New fighting hits South Sudan

JASON STRAZIUSO
Associated Press

NAIROBI, Kenya (AP) — After a lull of several weeks, fighting broke out in South Sudan on Friday, forcing aid workers to take cover in a city where more than 40,000 civilians are huddled in a U.N. base. The country’s rebel leader blamed the government for spending oil money on new weapons amid mass hunger in the country.

Riek Machar, the country’s former vice president and current rebel leader, told The Associated Press that China should stop sending weapons to South Sudan’s government. He said government funds, which come from oil revenue, should be spent on citizens who face severe hunger.

Aid leaders fear that South Sudan could be facing a famine. Since December, more than 1 million people have fled their homes, meaning crops were not planted before seasonal rains began. The violence often pits one ethnic group against another in the world’s newest country. South Sudan broke off from larger Sudan in 2011.

Samantha Power, the U.S. ambassador to the U.N., said during a Security Council trip to South Sudan this week that U.N. officials have “very worrying reports” of arms being brought into the country to set the stage for more fighting when the rains end.

Despite the signing of two peace deals this year, and despite the fact the rainy season continues, fighting broke out in the city of Bentiu, where a U.N. base is packed with people seeking safety from attacks. Bentiu has traded hands multiple times since violence spread across South Sudan last December. Government troops have been in control of it in recent weeks.

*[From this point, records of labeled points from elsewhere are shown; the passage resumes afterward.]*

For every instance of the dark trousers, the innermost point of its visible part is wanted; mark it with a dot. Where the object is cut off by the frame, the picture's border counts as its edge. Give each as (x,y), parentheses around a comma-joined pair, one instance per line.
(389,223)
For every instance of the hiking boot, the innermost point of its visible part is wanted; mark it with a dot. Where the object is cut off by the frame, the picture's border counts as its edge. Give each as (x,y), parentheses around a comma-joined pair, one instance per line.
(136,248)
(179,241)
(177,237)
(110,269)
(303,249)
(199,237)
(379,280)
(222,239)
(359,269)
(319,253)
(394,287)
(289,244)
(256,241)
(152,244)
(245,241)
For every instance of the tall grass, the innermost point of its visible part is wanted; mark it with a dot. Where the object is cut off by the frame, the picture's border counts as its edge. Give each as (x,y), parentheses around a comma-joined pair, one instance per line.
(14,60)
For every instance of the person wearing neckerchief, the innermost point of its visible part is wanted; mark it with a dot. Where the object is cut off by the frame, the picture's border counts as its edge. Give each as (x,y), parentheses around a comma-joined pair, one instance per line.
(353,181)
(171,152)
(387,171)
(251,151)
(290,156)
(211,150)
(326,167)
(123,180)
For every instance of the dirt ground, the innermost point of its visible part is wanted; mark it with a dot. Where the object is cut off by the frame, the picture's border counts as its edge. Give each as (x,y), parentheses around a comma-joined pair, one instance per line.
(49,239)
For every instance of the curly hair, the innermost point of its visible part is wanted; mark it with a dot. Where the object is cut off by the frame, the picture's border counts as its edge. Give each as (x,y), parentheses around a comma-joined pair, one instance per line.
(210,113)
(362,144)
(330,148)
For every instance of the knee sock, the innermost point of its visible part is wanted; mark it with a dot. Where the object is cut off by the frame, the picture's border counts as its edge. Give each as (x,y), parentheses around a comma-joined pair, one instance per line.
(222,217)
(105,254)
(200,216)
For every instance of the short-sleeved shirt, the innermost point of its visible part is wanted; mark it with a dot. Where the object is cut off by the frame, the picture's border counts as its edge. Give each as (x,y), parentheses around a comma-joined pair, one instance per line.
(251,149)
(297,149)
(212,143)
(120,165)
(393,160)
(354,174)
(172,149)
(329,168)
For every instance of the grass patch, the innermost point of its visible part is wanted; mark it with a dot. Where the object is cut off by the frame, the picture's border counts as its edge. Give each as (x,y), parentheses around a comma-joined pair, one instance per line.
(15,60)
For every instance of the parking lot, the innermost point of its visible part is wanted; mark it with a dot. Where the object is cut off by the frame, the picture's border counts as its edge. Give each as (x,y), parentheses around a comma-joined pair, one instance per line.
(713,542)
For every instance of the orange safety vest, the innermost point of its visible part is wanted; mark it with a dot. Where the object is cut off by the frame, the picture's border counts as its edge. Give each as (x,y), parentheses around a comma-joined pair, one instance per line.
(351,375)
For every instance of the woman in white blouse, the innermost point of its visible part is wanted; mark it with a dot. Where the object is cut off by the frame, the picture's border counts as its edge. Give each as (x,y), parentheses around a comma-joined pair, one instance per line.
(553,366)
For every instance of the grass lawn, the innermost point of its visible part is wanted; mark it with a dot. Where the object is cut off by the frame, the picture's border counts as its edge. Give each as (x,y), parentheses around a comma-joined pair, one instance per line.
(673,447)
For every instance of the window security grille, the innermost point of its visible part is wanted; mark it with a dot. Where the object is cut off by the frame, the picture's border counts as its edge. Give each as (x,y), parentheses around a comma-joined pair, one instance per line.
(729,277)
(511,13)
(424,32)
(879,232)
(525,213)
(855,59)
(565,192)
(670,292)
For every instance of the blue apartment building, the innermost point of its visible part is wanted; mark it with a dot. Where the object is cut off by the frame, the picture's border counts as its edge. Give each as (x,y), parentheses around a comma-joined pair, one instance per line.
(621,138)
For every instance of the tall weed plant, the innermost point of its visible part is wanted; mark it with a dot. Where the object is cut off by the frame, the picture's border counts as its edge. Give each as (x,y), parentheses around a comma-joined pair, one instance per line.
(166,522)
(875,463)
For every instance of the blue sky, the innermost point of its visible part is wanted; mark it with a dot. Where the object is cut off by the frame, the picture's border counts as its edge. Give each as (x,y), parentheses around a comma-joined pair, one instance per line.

“We heard the sound of fighting and took cover in the bunkers as it started to get closer,” said Timothy Ngyuai, CARE’s project manager in Bentiu. “We’re back at work now, providing life-saving assistance to those who have fled the violence and have chartered a flight for tomorrow morning to bring medicine to help treat the sick and wounded.”

The U.N. Security Council met with President Salva Kiir and spoke with Machar via video conference this week. Power said the two leaders should set aside their differences and urgently resolve the political crisis.

U.S. Secretary of State John Kerry, during this month’s U.S.-Africa summit in Washington, accused Machar’s side of breaking the peace deals that have been brokered. Kerry added: “Deadlines keep passing and innocent people keep dying. The log-rolling and delay has to end.”

Machar denied that his side is responsible for violence and instead blamed Kiir.

Machar noted that he has been in Ethiopia — the site of peace talks — since May. The former vice president said he wants direct negotiations with Kiir’s government instead of a suggested structure that civil society and religious leaders also take part.

“It will not bring a speedy a process. We want a speedy process so we can conclude the talks and end the war,” Machar said.

Machar said any peace deal leading to a national unity transitional government will need to lay out government reforms, including changes to the army and security services, and a restructuring of public services and the judiciary.

South Sudan’s Information Minister Michael Makuei Lueth said in a recent statement that it is the rebel negotiators who are slowing down talks.